Open source software
Our goal is to develop useful, high-quality, intuitive, and well-documented scientific software. To see all Harms lab software, check out our github page.
pytc
pytc allows complicated global fits to Isothermal Titration Calorimetry data. Features include an intuitive API, Bayesian and maximum-likelihood analyses, and the ability to easily define new thermodynamic models.
Duvvuri et al. (2018) Biochemistry 57(18):2578-2583
HOPS
HOPS (Hunches from Oregon about Peptide Specificity) takes high-throughput peptide scores (for example, enrichment values from a phage display experiment) and uses machine learning to train predictive models from the calculated physio-chemical properties of each peptide.
https://github.com/harmslab/hops
epistasis
Software for studying statistical, high-order epistasis in genotype-phenotype maps. You can use this library to:
- Decompose genotype-phenotype maps into high-order epistatic interactions
- Find nonlinear scales in the genotype-phenotype map
- Calculate the contributions of different epistatic orders
- Estimate the uncertainty in the epistatic coefficients
https://epistasis.readthedocs.io/
Sailer, Z. R., & Harms, M. J. (2017). Genetics, 205(3), 1079-1088.
gpseer
GPSeer uses a simple, straightforward approach to infer the missing phenotypes from an incomplete genotype-phenotype map, with well-characterized uncertainty in its predictions. Such knowledge allows robust and statistically-informed analyses of features of the map, such as knowledge of possible evolutionary trajectories.
https://gpseer.readthedocs.io
Sailer, Z.R. et al (2020). PLOS Computational Biology 16(9):e1008243.
genotype-phenotype map support libraries
Our studies of genotype-phenotype maps rely on a core set of libraries that we have released as individual packages.
- gpmap: A Python API for managing genotype-phenotype map data: GPMap defines a flexible object for managing genotype-phenotype (GP) map data. At it's core, it stores all data in Pandas DataFrames and thus, interacts seamlessly with the PyData egosystem.

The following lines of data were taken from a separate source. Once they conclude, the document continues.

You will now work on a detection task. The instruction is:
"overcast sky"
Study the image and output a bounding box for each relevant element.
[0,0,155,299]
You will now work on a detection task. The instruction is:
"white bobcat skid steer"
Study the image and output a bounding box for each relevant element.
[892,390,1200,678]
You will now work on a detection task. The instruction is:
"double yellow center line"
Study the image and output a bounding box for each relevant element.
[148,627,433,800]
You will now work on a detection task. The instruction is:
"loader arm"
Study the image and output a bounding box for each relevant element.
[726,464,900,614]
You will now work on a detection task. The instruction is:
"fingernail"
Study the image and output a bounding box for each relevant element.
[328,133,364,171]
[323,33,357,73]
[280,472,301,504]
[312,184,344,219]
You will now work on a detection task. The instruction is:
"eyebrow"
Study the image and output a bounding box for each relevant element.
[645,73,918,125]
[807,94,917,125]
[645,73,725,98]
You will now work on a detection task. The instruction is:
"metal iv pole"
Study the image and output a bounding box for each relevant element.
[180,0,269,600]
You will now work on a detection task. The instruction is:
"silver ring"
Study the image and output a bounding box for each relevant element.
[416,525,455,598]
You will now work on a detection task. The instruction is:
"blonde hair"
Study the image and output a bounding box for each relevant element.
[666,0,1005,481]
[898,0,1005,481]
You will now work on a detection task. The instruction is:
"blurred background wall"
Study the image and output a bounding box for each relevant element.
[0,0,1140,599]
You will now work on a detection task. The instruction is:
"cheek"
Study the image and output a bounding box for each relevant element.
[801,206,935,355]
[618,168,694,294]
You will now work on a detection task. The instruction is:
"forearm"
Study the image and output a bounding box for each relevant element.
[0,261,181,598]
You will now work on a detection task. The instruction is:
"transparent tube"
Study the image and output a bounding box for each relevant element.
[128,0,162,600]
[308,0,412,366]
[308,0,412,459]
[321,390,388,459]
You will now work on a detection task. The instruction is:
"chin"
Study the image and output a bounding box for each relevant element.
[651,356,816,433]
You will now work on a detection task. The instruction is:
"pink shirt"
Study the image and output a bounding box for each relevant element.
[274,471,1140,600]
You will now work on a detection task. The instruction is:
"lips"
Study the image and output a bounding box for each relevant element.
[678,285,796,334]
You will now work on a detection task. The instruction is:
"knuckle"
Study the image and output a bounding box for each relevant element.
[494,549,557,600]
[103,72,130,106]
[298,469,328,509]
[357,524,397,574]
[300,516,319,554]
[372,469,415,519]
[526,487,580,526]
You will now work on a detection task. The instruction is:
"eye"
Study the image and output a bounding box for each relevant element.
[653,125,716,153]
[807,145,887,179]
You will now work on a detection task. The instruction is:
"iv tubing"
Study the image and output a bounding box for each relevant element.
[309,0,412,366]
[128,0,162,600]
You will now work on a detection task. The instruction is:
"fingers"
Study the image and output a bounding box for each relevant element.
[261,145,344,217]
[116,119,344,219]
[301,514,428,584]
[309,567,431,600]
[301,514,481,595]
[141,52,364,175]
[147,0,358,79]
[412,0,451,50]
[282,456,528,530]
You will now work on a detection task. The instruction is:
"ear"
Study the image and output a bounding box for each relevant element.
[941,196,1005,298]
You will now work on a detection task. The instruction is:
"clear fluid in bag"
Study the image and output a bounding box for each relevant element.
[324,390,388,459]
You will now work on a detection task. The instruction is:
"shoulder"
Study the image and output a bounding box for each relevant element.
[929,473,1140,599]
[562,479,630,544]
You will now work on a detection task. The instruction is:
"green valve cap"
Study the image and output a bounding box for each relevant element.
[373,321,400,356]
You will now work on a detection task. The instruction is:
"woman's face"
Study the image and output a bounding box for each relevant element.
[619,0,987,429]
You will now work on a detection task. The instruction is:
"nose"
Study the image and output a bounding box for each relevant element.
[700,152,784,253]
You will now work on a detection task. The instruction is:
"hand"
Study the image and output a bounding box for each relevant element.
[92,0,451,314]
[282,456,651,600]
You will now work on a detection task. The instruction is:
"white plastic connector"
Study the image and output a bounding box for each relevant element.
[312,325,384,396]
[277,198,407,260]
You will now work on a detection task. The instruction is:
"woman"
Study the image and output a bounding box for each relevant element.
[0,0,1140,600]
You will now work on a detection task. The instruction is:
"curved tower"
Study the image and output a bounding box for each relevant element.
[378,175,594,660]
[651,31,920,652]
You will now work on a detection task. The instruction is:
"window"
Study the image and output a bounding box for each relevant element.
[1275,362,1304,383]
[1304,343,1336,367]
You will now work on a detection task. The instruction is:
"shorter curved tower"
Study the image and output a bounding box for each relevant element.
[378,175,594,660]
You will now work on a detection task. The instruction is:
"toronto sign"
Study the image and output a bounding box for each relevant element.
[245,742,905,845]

- gpgraph: Genotype-phenotype maps in NetworkX. GPGraph follows NetworkX syntax. Initialize a graph, add the genotype-phenotype map object, and draw the graph.
- gpvolve: A Python API for simulating and analyzing evolution in genotype-phenotype space. This can be used to build a Markov State Model from a genotype-phenotype-map, find clusters of genotypes that represent metastable states of the system, compute fluxes through the map using Transition Path Theory, and visualize the outputs from the above.